The flue gas enters the scrubber through the flue gas inlet. The corrosive environment inside the inlet is formed by the condensed sulfuric acid and chloride produced by the flue gas. The first wash is performed in the first cycle, which is also called the quench cycle. Here, the flue gas is quenched to the process temperature of 45-70°C by the sprayed quenching liquid. In this cycle, saturated flue gas is formed and harmful substances are pre-separated. At this time, hydrochloric acid precipitates and the pH value decreases (pH = absorption tower absorption storage box, high chloride content). After the flue gas passes through the annular channel between the scrubber wall and the collection tray, it enters the second cycle, also called the absorption cycle. Here, most of the SO2 reacts with the limestone. In this area the absorber solution is less corrosive due to the higher pH and low chloride content. After the absorber solution is collected in the pan, it flows into the absorbent supply tank. The flue gas is purified after passing through the saturated aqueous solution of the mist eliminator.

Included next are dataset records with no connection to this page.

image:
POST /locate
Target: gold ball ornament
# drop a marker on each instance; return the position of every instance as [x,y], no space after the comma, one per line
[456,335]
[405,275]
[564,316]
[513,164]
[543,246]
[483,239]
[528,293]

The flue gas inlet is the transition zone between the flue and the scrubber. It is subject to two kinds of corrosion: one is the corrosion of sulfuric acid condensed in the flue gas; the other is the corrosion of chloride in the solution. The main idea in the design is resistance to sulfuric acid corrosion at flue gas temperatures. By studying the corrosion contour chart, it is concluded that the only material that can be used is Ni-Cr-Mo alloy. Make sure you use C-276 and 59 alloys. If the flue gas is cooled through a heat exchanger to a temperature between 90°C and the dew point temperature of the acid (the dew point temperature range is 120 to 135°C), even nickel-based alloys may be corroded.
Through research on previous flue gas desulfurization devices, structural changes have reduced the risk of pitting corrosion at the bottom of the pan. The principles of material selection will also change accordingly. Since super austenitic is slightly more expensive than 904L alloy but has high corrosion resistance, 904L alloy is replaced by super austenitic steel. In the quench solution, only alloy 625 has the same corrosion resistance as super austenitic steel, but its price is almost twice that of super austenitic steel. Therefore, since 1996, the two materials 904L and 625 alloy have been canceled from the Noell-KRC material selection criteria.
Summarizing the above applications of stainless steel in flue gas desulfurization, new material selection criteria can be determined. The corrosion conditions of flue gas desulfurization solution are:
1. The temperature is between 50℃ (anthracite power plant) and 70℃ (lignite power plant);
2. The pH value in the quench cooler cycle is between 4 and 5;
3. The pH value in the absorber cycle is 6.
As the investment cost of scrubbers decreases, more and more people are turning to austenitic stainless steel and nickel-based alloys as structural materials for flue gas desulfurization scrubbers. The new material selection criteria are a big step forward in the direction of stainless alloys. In addition, the application of stainless steel or nickel-based alloy coatings and linings can also reduce material costs. Stainless alloys require little maintenance compared to organic materials. In fact, if the process parameters of flue gas desulfurization are fully taken into account when selecting materials, coupled with long-term operating experience on various types of equipment, the service life of these materials can be extended indefinitely. In other words, in power plant technology, industrial The life cycle of flue gas desulfurization equipment can be greatly improved.